Plus que jamais, donc, il conviendra donc d'aborder avec précaution et réserve les très nombreux
commentaires et avis définitifs qu'on peut trouver sur le net, en particulier concernant le déséquilibre
en faveur de l'un ou l'autre. Il faudra sans cesse relativiser en prenant en compte plusieurs éléments.

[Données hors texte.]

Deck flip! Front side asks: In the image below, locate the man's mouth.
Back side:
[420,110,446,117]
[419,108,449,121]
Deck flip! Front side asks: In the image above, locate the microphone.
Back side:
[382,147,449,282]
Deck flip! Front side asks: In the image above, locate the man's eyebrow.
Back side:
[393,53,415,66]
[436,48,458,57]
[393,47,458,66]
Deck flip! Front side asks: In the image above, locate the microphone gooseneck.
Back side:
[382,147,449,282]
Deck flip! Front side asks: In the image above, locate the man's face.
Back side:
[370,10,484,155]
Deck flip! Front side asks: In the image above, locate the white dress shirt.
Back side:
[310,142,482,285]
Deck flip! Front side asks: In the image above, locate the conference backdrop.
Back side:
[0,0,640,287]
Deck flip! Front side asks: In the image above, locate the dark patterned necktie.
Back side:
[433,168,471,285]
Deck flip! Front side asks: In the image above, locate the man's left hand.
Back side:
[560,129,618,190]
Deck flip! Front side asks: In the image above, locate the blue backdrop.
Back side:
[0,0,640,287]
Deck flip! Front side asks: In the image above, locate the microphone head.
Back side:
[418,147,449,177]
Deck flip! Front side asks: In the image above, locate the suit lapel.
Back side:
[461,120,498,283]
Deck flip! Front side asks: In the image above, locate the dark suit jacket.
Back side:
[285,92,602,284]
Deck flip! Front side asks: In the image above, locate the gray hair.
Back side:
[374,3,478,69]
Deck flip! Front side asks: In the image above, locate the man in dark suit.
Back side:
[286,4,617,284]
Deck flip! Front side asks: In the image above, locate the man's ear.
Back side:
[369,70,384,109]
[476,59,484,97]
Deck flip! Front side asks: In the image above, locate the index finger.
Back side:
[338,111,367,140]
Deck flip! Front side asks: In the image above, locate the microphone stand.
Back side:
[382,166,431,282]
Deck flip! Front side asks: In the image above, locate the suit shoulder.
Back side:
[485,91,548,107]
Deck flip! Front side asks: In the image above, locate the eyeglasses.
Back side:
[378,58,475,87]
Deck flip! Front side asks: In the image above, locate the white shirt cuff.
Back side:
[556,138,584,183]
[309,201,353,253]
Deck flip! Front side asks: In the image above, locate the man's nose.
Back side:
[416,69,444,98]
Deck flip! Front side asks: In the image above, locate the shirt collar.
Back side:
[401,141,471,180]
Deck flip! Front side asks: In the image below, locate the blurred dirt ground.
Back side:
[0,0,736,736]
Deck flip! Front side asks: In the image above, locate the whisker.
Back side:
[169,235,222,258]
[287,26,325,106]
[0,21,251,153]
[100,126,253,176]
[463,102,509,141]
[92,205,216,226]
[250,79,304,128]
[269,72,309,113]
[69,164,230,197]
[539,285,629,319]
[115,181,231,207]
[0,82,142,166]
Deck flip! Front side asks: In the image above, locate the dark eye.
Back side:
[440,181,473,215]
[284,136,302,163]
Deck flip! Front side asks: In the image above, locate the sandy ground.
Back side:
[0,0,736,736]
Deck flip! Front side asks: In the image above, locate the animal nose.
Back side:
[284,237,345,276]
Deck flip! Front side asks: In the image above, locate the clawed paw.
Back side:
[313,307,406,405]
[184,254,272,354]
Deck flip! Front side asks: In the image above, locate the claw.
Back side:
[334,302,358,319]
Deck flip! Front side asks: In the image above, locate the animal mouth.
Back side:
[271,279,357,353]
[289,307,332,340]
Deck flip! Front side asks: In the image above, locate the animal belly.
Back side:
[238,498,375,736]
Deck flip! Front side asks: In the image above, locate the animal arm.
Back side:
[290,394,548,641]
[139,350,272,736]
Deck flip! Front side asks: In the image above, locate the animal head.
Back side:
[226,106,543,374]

En quelle année ce commentaire à-t-il été proposé ? Qui parle? Un amateur de wargame ? Un
plateauiste ? Est-ce que, comme ici, l'auteur n'en est qu'à ses débuts ? Sur quelle version porte ces
reproches concernant le matériel? Et ces remarques sur l'équilibre des forces ? Et ces
questionnements sur la force de telle carte ? Cela sera également valable au moment de l'achat,
que vous cherchiez une version d'occasion, ou que vous cherchiez à acquérir une version française.
1 commentaire
Contrairement à ce que la date de publication de cet avis pourrait laisser espérer, je ne dirais rien de
la version française sortie il y a quelques semaines. Bien qu'elle soit identique, dans son contenu, à la
troisième édition dite "deluxe", et bien que les fautes de français qui la parsèment aient été
longuement décrites sur un forum spécialisé, il m'est difficile de me faire un avis. Et il est peu
probable que j'en fasse l'acquisition. Les avis sur celles-ci semblent mitigés: les quelques
informations parsemées sur le plateau ne sont pas traduites; quelques cartes et les règles souffrent
de fautes de français. Le tout "reste jouable" -- ce drôle de mot!-- pour certains, mais s'avère
rédhibitoire pour d'autres. Vous vous ferez votre avis.